Hello! I am in my final semester of URI's Couple and Family Therapy graduate program. Having worked closely with victims of domestic violence and their children in the past, my research interests include trauma and how witnesses of psychological and physical abuse (children especially) develop into adulthood. I am also interested specifically on how victims of sexual assault or abuse in childhood/adolescence take charge of their sexuality and how they learn to understand it. I am excited to learn more about how sexuality and how to address it systemically with couples and other clients.
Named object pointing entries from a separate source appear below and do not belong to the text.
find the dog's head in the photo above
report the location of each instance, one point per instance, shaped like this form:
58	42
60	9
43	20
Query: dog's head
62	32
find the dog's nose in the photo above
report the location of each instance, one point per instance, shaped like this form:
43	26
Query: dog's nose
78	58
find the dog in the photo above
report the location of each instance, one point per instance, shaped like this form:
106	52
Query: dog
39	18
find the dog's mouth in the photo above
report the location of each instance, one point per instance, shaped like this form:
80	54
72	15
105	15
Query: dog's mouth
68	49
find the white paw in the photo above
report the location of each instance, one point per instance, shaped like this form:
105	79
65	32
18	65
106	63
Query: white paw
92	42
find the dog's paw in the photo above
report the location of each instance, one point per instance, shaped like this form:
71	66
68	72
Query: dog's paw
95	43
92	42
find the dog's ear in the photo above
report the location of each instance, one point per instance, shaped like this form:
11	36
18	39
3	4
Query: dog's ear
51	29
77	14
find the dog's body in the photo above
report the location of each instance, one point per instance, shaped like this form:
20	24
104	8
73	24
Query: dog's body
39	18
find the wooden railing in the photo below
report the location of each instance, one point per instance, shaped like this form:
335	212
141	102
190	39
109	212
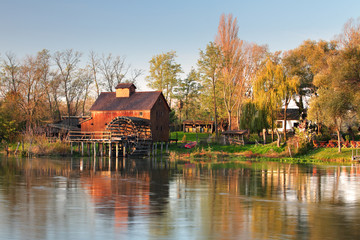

I consider myself to be very in tune with my sexuality and quite open about it, but it is so interesting to me how a number of my clients and friends, across all age groups and cultures, are confused sexually or still on a journey discovering their sexual selves. We're all human; we learn more about ourselves every day through our experiences-bad and good. I find that what differs amongst all of us is how some of us choose to face our experiences head-on or, on the other hand, choose to shut them out and pack them away. For example, take two young men who were both sexually assaulted at the age of 14. One of the men decides to participate in social movements for victims of sexual assault in the coming years, speaks publicly, writes a tell-all book about his experience and overcoming of the event. The other male keeps his story to himself except a private journal that he writes in when the memory floods him. He changes the channel when a parade for victims of assault is being documented on the nightly news. He feels better avoiding the constant reminders of what happened to him and says to his close friends that he just wants to live and not let his story define him. Are either of these men coping in the "right" way? Are either of the men going to feel more comfortable in consensual sexual experiences with partners in their future? No, and we would probably need much more information about the men to make more of a determination about how they have coped, or if their choices of coping are working for them. My point is that it is so interesting to see how people who go through the same stuff make their own route to getting past whatever the experience was. Excited to discuss things like this with all of you this semester!